Depuis un arrêté du 17 novembre 2016, l’évaluation de la minorité d’un migrant prévoit un accueil de cinq jours et un suivi pluridisciplinaire. A l’issue de cette période doit être émis un avis solide sur l’âge du jeune. Dans l’agglomération, la Métropole a confié cette mission à Forum réfugiés . Acteur local incontournable du secteur de l’humanitaire, l’association basée à Villeurbanne est reconnue pour ses actions d’accompagnement des réfugiés et des demandeurs d’asile. Mais en acceptant, dans le cadre d’un marché public, d’évaluer les « mineurs isolés étrangers » à la place de la collectivité, elle se retrouve critiquée de toutes parts. Un professionnel lyonnais du secteur, sous couvert de l’anonymat, résume : « Forum, qui d’habitude se tient aux côtés de ceux qu’il faut aider, fait le sale boulot ».                  

Externaliser le problème

Tout commence à l’automne 2017. Des associations, enseignants et militants alertent sur ces centaines d’adolescents, originaires d’Afrique subsaharienne pour la grande majorité d’entre eux, qui dorment à la rue [(re)lire notre enquête de l’époque]. La Métropole n’arrive pas à faire face à l’afflux des jeunes migrants. Son service de la Méomie (Mission d’évaluation des mineurs isolés étrangers) est alors au bord de l’implosion, comme nous le révélions fin 2017. La réponse du Grand Lyon ? Externaliser le problème.

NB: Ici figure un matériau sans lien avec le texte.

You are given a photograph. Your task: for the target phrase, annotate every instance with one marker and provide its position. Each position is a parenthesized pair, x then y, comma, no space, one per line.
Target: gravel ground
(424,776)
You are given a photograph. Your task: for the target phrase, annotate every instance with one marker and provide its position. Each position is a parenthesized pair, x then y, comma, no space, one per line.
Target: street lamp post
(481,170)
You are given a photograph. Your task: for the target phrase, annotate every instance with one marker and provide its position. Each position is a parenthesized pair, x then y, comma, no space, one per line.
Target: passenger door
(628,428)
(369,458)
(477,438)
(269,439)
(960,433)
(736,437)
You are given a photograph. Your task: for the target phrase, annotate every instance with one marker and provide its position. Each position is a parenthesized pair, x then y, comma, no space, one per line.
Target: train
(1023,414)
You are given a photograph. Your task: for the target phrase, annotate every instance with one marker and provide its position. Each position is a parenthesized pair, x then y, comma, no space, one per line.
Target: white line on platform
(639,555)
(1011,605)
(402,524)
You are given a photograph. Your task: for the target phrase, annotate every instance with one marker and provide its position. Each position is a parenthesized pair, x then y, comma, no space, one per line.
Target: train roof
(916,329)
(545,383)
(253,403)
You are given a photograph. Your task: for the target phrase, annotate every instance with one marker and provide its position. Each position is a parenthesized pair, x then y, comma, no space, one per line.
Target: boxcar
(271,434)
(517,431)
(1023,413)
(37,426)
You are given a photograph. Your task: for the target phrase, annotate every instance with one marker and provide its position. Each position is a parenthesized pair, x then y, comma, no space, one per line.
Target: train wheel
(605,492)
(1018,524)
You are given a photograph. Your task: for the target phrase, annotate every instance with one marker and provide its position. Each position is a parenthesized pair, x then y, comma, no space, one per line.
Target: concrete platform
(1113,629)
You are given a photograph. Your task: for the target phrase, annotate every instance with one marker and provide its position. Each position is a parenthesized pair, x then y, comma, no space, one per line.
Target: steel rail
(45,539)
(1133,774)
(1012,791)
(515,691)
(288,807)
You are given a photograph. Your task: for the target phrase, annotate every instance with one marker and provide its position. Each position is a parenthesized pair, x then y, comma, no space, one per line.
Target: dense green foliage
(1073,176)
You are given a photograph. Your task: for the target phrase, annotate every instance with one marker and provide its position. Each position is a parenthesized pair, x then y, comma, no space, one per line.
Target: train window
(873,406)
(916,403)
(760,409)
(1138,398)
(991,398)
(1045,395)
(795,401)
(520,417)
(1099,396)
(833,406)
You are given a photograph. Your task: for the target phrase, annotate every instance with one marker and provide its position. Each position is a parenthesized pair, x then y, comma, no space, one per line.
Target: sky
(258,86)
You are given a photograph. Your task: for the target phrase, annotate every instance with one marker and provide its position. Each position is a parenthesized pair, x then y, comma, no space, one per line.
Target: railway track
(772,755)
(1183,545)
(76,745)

« La Métropole entend confier à un prestataire la mise à l’abri (premier accueil), l’évaluation et l’orientation des jeunes migrants se présentant comme MNA [mineur non accompagné] », décide la commission permanente du 6 novembre 2017 [voir le document ci-dessous]. Un premier accord-cadre  est signé avec Forum réfugiés pour un montant maximum de 2,4 millions d’euros pour un an. Légalement, c’est bien la Métropole qui continue de décréter si un migrant est ou non mineur. Mais elle prendra dorénavant ses décisions à la lumière des évaluations de « son prestataire ».                  

Celui-ci semble avoir donné satisfaction : le 17 septembre 2018, le Grand Lyon vote une délibération pour prolonger l’action de Forum réfugiés en portant le budget maximum à 3,5 millions d’euros par an, renouvelable trois fois.

Des entretiens d’une ou deux heures

A la Méomie, on souffle… tout en ressentant une sorte d’injustice à constater que des fonds sont débloqués pour mieux être alloués en externe [lire l’encadré ci-dessous]. En avril 2018, Forum réfugiés ouvre donc le centre de la rue Neyret, doté de 25 lits et géré par une douzaine d’évaluateurs et d’éducateurs spécialisés. Ils côtoient les jeunes migrants pendant au moins cinq jours. Cinq jours pendant lesquels ils les observent évoluer, interagir les uns avec les autres. Cinq jours pour se forger un avis sur leur âge. Cinq jours ? Sur le papier, car dans les faits… 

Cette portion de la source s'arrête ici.